B.13.1. Dans l'avis qu'elle a donné sur l'avant-projet de décret qui est à l'origine du décret attaqué du 10 mars 2017, la section de législation du Conseil d'Etat remarquait que le texte qui lui était soumis ne prévoyait aucune règle particulière relative aux habitations sociales sises dans une commune périphérique et qu'à la différence de la version antérieure de l'article 92, § 3, alinéa 1er, 7°, du Code flamand du logement, le texte en projet ne précisait pas que l'obligation d'aptitude linguistique faite au locataire valait « sans porter préjudice aux facilités linguistiques » (Doc. parl., Parlement flamand, 2016-2017, n° 1045/1, p. 37).

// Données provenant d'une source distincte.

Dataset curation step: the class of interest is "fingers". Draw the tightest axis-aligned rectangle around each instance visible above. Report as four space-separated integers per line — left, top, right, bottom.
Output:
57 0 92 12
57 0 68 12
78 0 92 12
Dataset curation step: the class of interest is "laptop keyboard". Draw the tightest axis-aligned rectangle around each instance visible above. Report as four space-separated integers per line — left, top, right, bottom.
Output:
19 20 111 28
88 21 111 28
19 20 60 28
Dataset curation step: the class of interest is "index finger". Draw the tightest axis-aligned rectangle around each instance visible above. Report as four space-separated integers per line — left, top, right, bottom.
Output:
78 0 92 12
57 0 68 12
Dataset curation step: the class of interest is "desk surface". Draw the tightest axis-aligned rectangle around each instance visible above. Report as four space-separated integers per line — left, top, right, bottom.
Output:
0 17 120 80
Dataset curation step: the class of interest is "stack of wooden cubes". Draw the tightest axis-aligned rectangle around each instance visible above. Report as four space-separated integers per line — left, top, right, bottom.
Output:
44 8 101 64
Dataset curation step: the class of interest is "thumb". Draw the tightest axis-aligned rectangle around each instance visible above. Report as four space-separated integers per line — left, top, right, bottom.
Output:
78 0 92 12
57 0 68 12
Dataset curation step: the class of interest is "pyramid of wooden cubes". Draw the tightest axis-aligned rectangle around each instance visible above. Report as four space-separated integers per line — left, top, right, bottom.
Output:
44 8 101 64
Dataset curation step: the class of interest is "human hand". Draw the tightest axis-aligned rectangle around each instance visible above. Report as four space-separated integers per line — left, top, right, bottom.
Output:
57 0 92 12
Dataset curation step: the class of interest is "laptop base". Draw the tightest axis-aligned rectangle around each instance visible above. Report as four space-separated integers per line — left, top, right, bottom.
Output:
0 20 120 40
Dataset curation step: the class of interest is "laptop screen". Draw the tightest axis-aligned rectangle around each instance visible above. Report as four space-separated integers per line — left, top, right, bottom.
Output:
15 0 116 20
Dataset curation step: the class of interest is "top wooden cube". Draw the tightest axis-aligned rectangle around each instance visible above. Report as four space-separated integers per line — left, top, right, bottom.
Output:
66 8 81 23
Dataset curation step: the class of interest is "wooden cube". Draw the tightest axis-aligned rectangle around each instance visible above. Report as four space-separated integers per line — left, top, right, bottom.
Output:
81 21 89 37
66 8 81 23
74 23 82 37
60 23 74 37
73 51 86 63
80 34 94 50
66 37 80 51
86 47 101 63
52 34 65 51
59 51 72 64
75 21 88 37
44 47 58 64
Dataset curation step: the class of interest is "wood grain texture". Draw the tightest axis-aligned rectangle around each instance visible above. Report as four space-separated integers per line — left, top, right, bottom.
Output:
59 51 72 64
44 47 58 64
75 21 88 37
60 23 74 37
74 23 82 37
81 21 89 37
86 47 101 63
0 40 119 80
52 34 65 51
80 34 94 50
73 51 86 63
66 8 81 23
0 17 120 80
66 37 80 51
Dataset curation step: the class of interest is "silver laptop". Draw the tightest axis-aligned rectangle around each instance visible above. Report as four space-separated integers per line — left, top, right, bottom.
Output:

L'exposé des motifs du projet de décret qui est à l'origine du décret du 10 mars 2017 précise que, selon la section de législation du Conseil d'Etat, il convient en principe de prévoir une exception à cette obligation d'aptitude linguistique pour les « locataires d'habitations sociales sises dans les communes périphériques [...] qui font usage des facilités linguistiques ». Le même exposé indique que c'est pour donner suite à cette observation du Conseil d'Etat que les mots « sans porter préjudice aux facilités linguistiques » utilisés dans la version antérieure de l'article 92, § 3, alinéa 1er, 7°, du Code flamand du logement ont été ajoutés dans l'article 92, § 3, alinéa 1er, 7°, inséré par le décret du 10 mars 2017 (ibid., p. 11).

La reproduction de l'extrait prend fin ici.